My custom tank stand / hood is heavily varnished ply. But after a 8yrs of good service, and despite cover glass, the varnish on the inside of the hood is no longer protecting the wood from condensation.

Rather than multiple coats of varnish, is epoxy likely to be much better at resisting the condensation in a tank hood?

(And any thoughts on fitting a small PC/CPU fan as an extractor?)


----------



## Keith GH (4 Oct 2019)

Idris

Even though I taught the Cabinet Making trade for 26 years I have been retired for 30 years now and many things have changed my suggestion would go to a proper paint store that also sells marine products.

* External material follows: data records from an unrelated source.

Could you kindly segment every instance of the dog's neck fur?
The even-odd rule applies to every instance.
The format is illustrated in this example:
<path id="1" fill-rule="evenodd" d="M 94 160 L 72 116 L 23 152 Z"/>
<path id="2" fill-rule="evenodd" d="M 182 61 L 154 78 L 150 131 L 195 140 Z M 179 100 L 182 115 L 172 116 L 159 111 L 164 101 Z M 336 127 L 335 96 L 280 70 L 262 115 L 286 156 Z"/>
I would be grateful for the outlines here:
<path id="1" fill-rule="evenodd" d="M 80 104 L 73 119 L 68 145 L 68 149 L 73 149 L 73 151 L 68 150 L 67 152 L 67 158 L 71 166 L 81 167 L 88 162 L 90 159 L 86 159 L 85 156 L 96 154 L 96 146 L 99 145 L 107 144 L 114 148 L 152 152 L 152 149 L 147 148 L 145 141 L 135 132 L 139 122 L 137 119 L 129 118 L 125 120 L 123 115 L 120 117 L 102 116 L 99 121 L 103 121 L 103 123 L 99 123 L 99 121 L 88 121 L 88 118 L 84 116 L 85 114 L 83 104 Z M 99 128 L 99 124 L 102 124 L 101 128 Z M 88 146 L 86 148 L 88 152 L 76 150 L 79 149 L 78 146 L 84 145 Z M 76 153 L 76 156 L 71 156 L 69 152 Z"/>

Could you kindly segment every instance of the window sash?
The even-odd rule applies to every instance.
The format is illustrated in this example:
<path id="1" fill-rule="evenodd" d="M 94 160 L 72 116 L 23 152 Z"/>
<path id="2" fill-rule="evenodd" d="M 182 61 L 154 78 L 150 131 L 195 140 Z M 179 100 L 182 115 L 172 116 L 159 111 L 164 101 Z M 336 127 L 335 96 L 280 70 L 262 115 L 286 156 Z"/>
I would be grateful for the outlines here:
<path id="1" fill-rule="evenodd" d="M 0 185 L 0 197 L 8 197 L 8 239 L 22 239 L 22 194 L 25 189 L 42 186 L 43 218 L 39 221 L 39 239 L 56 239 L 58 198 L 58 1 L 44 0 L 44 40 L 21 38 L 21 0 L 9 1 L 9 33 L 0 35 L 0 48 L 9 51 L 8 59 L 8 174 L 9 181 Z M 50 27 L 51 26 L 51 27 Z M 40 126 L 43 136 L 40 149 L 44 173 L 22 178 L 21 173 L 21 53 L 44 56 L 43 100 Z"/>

One point to consider as you old hood could also have a lot of moisture in it,  over all it might be best to make a new one and use a product more suitable for you hood.

Keith


----------



## Edvet (4 Oct 2019)

polyurethane and hardwood plywood


----------



## zozo (4 Oct 2019)

Epoxy if not exposed to UV makes it 100% water proof. If its exposed to UV it might start to chip at the edges over time, than it needs an UV blocker added.

If your planning to build a new one and want to paint it, you could consider Multiplex Shutterboard that is pre treated with epoxy at both sides. Also called Marine Plywood. This is also waterproof but you need to coat the saw edges. And or apply silicone sealent in the corners after essambly. Than you only need to paint the outside thats in view. The inside will have the factory epoxy layer.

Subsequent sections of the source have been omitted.